Re: Issues with data HDD, kern.log and syslog explode to 9+ GB

Posted: Mon Aug 19, 2019 2:05 am
by deck_luck
"That you should check your drive's health, i.e. SMART status, goes without saying."

Was my suggestion offensive to you? I do not understand your tone.

Re: Issues with data HDD, kern.log and syslog explode to 9+ GB

Posted: Mon Aug 19, 2019 5:55 am
by gm10
deck_luck wrote:
Mon Aug 19, 2019 2:05 am
Was my suggestion offensive to you? I do not understand your tone.
Oh no, not at all, your suggestion was very good and I meant to say that he should do what you suggested no matter what he does with the kernels. Apologies for my poor choice of words, I can see why you understood it the way you did but I can assure that thought didn't even cross my mind.

Re: Issues with data HDD, kern.log and syslog explode to 9+ GB

Posted: Mon Aug 19, 2019 8:49 am
by stingray
I unplugged the HDD completely and booted up with no problems.

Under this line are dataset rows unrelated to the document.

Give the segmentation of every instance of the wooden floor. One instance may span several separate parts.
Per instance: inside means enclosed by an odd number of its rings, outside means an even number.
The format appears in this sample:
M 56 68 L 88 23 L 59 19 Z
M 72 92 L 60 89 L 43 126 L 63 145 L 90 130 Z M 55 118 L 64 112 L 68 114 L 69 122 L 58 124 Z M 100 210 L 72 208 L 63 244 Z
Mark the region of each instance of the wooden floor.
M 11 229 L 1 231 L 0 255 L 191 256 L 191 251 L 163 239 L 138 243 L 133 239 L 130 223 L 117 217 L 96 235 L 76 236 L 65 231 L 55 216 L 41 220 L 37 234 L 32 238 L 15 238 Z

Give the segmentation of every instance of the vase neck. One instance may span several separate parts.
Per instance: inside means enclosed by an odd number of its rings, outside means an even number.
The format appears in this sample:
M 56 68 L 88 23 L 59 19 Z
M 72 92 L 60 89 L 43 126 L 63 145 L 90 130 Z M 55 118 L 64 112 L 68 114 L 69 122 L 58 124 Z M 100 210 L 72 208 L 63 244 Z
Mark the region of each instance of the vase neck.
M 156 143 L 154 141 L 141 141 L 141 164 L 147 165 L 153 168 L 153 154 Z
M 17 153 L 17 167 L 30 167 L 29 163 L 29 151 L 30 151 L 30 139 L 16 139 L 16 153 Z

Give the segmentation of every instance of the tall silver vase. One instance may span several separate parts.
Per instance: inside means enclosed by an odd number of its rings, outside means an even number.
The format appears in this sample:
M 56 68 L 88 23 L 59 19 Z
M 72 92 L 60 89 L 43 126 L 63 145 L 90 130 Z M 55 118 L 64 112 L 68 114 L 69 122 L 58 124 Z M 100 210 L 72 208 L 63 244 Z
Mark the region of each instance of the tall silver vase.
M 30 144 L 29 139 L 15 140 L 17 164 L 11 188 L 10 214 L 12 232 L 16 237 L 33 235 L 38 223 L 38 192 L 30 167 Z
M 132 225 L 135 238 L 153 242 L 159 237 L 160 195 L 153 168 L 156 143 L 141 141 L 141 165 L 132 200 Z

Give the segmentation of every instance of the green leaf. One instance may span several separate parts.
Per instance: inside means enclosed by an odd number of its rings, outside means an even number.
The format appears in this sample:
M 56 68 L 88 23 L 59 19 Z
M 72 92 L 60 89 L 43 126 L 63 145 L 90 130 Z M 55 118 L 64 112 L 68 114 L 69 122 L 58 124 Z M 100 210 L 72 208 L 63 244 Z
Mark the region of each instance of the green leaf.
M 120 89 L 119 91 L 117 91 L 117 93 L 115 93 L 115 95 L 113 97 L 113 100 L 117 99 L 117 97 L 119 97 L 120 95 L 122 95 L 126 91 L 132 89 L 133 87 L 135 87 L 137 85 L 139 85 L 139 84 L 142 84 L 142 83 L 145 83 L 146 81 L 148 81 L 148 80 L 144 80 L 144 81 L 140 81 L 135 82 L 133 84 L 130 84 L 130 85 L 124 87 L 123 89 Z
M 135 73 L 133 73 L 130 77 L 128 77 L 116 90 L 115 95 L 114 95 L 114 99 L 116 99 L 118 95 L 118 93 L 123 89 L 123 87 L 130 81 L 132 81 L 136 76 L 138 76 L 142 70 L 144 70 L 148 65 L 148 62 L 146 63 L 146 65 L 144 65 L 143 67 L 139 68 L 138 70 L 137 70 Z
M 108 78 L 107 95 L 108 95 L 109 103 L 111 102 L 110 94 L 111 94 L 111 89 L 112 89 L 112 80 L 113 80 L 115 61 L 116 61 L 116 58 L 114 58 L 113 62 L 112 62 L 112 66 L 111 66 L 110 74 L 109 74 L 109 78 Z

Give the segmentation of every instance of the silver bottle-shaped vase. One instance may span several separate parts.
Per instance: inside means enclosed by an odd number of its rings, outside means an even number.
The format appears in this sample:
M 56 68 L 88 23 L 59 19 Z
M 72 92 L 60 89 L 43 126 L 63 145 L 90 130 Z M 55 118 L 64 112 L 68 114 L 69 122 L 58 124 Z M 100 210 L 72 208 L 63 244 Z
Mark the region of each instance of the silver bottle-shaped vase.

I SMART scanned the SSD and it checked out OK. (I like the idea of setting that up as an automatic check.) I reconfigured Timeshift to back up to /home. Running good again, should be able to get through the day. Of course nothing pointed to the SSD being the problem. Tonight, I'll see if I can get anywhere with the HDD.

Is there any downside to upgrading to the 5.0 kernel? I've been sticking with the Mint standard, thinking later versions would be a beta situation. Not that 5.0 is beta, but specifically running Mint on 5.0. Is it just a matter of LTS?

Re: Issues with data HDD, kern.log and syslog explode to 9+ GB

Posted: Mon Aug 19, 2019 10:52 am
by gm10
stingray wrote:
Mon Aug 19, 2019 8:49 am
Is there any downside to upgrading to the 5.0 kernel? I've been sticking with the Mint standard, thinking later versions would be a beta situation. Not that 5.0 is beta, but specifically running Mint on 5.0. Is it just a matter of LTS?
From the support perspective yes, it's only a matter of the support duration. The 5.0 kernel is fully supported only for a few months while 4.15 will be supported until 2023.

Re: Issues with data HDD, kern.log and syslog explode to 9+ GB

Posted: Mon Aug 19, 2019 11:10 pm
by stingray
That makes sense. I went ahead and installed 5.0.0-25.

Did not have time to do anything with the HDD tonight, though. I'll be out of town for the rest of this week. I'll post again when I have something to report.

Thanks to everyone who took the time to reply!